The Information Commissioner’s Office (ICO) has instructed Serco, a prominent government contractor, to discontinue the use of facial recognition technology (FRT) and fingerprint scans for monitoring its employees. The ruling affects more than 2,000 employees across 38 leisure facilities managed by Serco throughout the UK.
The ICO determined that Serco’s use of FRT and fingerprint scanning was not justified as necessary or proportionate under data protection laws. The company has been given three months to cease the use of this technology or face fines of up to £17.5 million or 4% of turnover.
John Edwards, the UK Information Commissioner, emphasized the unique risks associated with biometric data, highlighting that unlike passwords, facial features or fingerprints cannot be reset in case of inaccuracies or security breaches.

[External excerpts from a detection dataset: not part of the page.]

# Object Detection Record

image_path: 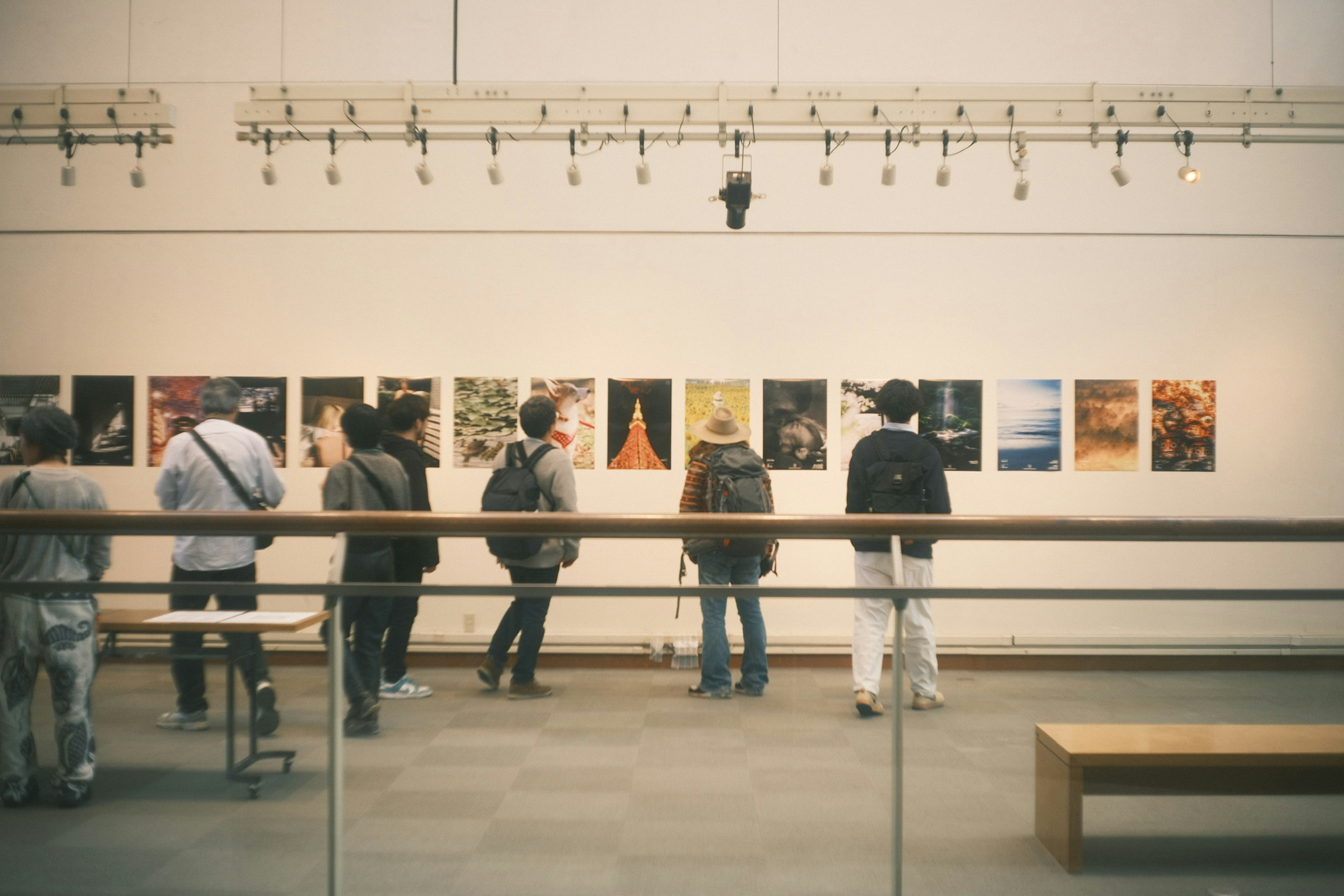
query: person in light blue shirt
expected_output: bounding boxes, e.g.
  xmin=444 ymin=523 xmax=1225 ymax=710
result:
xmin=155 ymin=376 xmax=285 ymax=735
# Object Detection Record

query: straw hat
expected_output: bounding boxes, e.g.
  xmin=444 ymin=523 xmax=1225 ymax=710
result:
xmin=691 ymin=407 xmax=751 ymax=444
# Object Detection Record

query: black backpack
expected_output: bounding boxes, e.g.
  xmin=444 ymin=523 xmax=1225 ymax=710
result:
xmin=481 ymin=442 xmax=551 ymax=560
xmin=864 ymin=433 xmax=927 ymax=513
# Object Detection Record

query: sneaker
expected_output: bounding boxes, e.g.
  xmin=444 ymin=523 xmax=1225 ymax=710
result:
xmin=476 ymin=657 xmax=504 ymax=691
xmin=378 ymin=672 xmax=433 ymax=700
xmin=0 ymin=775 xmax=39 ymax=809
xmin=52 ymin=780 xmax=93 ymax=809
xmin=155 ymin=709 xmax=210 ymax=731
xmin=257 ymin=681 xmax=280 ymax=737
xmin=508 ymin=678 xmax=551 ymax=700
xmin=853 ymin=691 xmax=883 ymax=719
xmin=344 ymin=697 xmax=379 ymax=737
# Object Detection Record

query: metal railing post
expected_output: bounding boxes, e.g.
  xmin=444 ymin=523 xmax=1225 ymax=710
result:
xmin=891 ymin=535 xmax=906 ymax=896
xmin=891 ymin=599 xmax=906 ymax=896
xmin=327 ymin=535 xmax=345 ymax=896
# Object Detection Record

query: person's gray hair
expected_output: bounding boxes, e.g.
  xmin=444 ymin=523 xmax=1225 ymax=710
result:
xmin=199 ymin=376 xmax=243 ymax=414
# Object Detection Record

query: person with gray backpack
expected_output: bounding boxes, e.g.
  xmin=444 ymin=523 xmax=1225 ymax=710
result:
xmin=844 ymin=380 xmax=952 ymax=719
xmin=476 ymin=395 xmax=579 ymax=700
xmin=680 ymin=407 xmax=777 ymax=700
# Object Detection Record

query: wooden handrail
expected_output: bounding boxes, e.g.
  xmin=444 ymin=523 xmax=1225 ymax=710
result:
xmin=0 ymin=510 xmax=1344 ymax=541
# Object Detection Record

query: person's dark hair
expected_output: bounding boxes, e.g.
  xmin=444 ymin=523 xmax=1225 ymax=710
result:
xmin=19 ymin=404 xmax=79 ymax=457
xmin=196 ymin=376 xmax=243 ymax=414
xmin=878 ymin=380 xmax=923 ymax=423
xmin=340 ymin=402 xmax=383 ymax=449
xmin=517 ymin=395 xmax=555 ymax=439
xmin=387 ymin=395 xmax=429 ymax=433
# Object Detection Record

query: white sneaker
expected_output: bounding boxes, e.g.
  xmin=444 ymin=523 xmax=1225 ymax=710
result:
xmin=155 ymin=709 xmax=210 ymax=731
xmin=378 ymin=676 xmax=434 ymax=700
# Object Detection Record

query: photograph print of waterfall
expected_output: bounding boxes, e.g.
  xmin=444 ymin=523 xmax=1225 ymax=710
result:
xmin=999 ymin=380 xmax=1063 ymax=470
xmin=919 ymin=380 xmax=982 ymax=470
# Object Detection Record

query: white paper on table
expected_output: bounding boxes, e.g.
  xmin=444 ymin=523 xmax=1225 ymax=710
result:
xmin=230 ymin=610 xmax=313 ymax=626
xmin=145 ymin=610 xmax=242 ymax=622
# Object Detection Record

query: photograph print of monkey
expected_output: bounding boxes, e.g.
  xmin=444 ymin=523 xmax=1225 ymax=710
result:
xmin=761 ymin=380 xmax=827 ymax=470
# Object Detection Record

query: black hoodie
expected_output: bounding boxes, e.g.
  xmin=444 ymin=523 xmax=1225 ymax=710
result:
xmin=378 ymin=433 xmax=438 ymax=567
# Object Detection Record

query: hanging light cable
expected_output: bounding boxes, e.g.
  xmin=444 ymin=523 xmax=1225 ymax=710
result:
xmin=634 ymin=128 xmax=653 ymax=184
xmin=485 ymin=126 xmax=503 ymax=187
xmin=565 ymin=128 xmax=583 ymax=187
xmin=130 ymin=130 xmax=145 ymax=187
xmin=261 ymin=128 xmax=278 ymax=187
xmin=327 ymin=128 xmax=340 ymax=187
xmin=1110 ymin=130 xmax=1129 ymax=187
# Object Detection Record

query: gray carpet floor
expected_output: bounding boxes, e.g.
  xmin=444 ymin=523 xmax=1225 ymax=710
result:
xmin=0 ymin=657 xmax=1344 ymax=896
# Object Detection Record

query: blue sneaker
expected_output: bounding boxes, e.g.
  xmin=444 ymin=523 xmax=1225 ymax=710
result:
xmin=378 ymin=676 xmax=434 ymax=700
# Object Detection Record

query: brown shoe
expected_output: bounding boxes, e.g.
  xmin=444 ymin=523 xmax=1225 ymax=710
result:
xmin=508 ymin=678 xmax=551 ymax=700
xmin=853 ymin=691 xmax=883 ymax=719
xmin=476 ymin=657 xmax=504 ymax=691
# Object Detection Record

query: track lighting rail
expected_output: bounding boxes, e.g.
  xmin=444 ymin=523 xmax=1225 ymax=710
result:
xmin=234 ymin=82 xmax=1344 ymax=132
xmin=236 ymin=129 xmax=1344 ymax=145
xmin=0 ymin=86 xmax=177 ymax=130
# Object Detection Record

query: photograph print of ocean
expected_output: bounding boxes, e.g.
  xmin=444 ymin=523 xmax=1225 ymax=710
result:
xmin=999 ymin=380 xmax=1062 ymax=470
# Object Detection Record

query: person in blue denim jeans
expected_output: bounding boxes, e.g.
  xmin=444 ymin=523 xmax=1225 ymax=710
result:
xmin=680 ymin=406 xmax=774 ymax=700
xmin=691 ymin=551 xmax=770 ymax=699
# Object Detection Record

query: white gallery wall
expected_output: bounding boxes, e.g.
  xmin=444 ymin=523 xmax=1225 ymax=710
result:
xmin=0 ymin=0 xmax=1344 ymax=650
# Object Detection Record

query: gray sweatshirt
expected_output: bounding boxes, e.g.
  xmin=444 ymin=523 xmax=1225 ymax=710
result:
xmin=495 ymin=436 xmax=579 ymax=569
xmin=0 ymin=466 xmax=112 ymax=582
xmin=323 ymin=449 xmax=411 ymax=553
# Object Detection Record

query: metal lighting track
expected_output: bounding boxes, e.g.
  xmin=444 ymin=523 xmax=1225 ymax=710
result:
xmin=0 ymin=86 xmax=177 ymax=146
xmin=234 ymin=82 xmax=1344 ymax=142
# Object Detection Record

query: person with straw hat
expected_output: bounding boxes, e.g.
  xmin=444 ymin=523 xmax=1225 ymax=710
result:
xmin=681 ymin=406 xmax=774 ymax=700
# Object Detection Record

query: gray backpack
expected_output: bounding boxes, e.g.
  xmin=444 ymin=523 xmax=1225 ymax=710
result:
xmin=687 ymin=444 xmax=774 ymax=558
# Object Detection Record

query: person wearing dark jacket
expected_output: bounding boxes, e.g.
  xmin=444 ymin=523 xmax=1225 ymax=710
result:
xmin=323 ymin=403 xmax=411 ymax=737
xmin=379 ymin=392 xmax=438 ymax=700
xmin=844 ymin=380 xmax=952 ymax=718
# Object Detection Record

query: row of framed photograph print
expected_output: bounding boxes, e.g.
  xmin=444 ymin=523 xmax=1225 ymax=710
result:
xmin=0 ymin=376 xmax=1216 ymax=471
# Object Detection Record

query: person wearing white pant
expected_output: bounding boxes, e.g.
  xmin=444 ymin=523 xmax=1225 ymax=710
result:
xmin=845 ymin=380 xmax=952 ymax=718
xmin=853 ymin=551 xmax=938 ymax=700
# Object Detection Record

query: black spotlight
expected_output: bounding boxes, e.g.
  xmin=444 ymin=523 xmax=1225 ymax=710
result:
xmin=719 ymin=170 xmax=751 ymax=230
xmin=710 ymin=130 xmax=765 ymax=230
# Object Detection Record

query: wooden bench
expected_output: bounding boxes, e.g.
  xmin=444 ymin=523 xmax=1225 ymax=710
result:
xmin=1036 ymin=726 xmax=1344 ymax=873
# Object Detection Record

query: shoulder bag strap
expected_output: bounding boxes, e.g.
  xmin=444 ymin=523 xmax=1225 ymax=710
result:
xmin=189 ymin=430 xmax=269 ymax=510
xmin=347 ymin=454 xmax=397 ymax=510
xmin=4 ymin=470 xmax=35 ymax=510
xmin=867 ymin=430 xmax=892 ymax=463
xmin=517 ymin=442 xmax=551 ymax=470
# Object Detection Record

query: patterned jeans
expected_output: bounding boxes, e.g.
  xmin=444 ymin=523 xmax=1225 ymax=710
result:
xmin=0 ymin=594 xmax=98 ymax=790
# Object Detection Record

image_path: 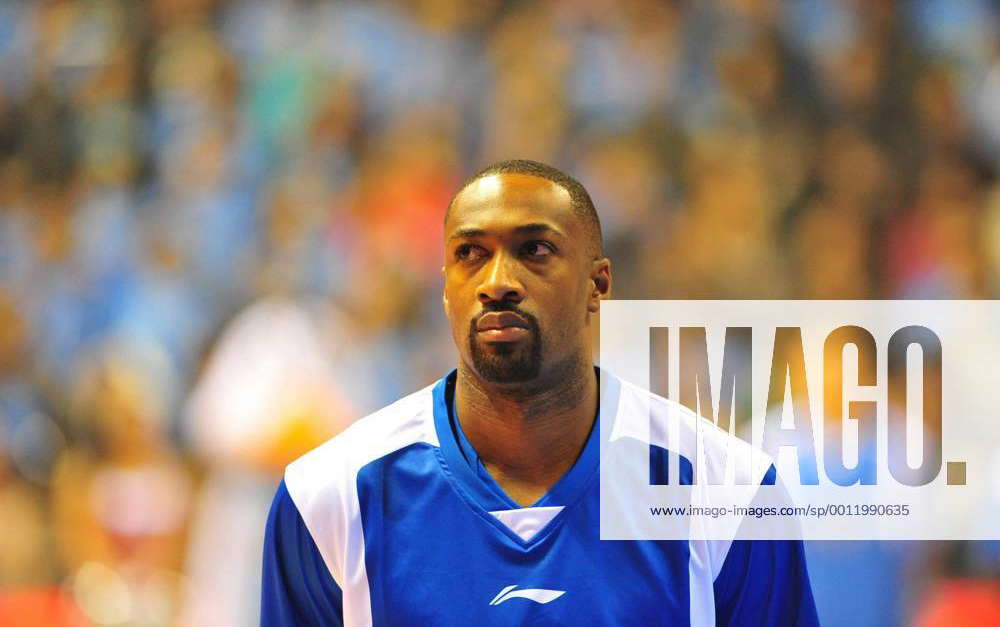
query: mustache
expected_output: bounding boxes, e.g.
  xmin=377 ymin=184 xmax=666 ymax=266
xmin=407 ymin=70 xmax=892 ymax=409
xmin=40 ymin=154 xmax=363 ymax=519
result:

Serco’s leisure facilities operate on behalf of community trusts, local authorities, and Sport England. The ICO’s order extends to Serco Leisure, Serco Jersey, and seven community trusts associated with facility management.
The investigation revealed that employees were not provided with alternative methods for attendance monitoring, and the use of FRT and fingerprint scans was mandatory for payment purposes. Due to the power imbalance between Serco Leisure and its employees, individuals might feel compelled to consent to the collection and use of biometric data.
The ICO’s report highlighted a case where an employee raised concerns about the use of FRT but was not offered an alternative solution. Instead, the company arranged a meeting between the employee and the technology provider, ShopWorks, but insisted on the continued use of the system upon the employee’s return to work.
In response, a Serco Leisure spokesperson stated that the technology was introduced to simplify clocking-in and out procedures and was well-received by employees. However, they acknowledged the ICO’s enforcement notice and expressed readiness to comply fully.
The spokesperson also noted that the timing of the enforcement notice coincides with the release of new guidance on the processing of biometric data, which may offer additional clarity on the matter.
Serco affirmed its commitment to adhering to the ICO’s directives and ensuring compliance with data protection regulations regarding the use of biometric technology in the workplace.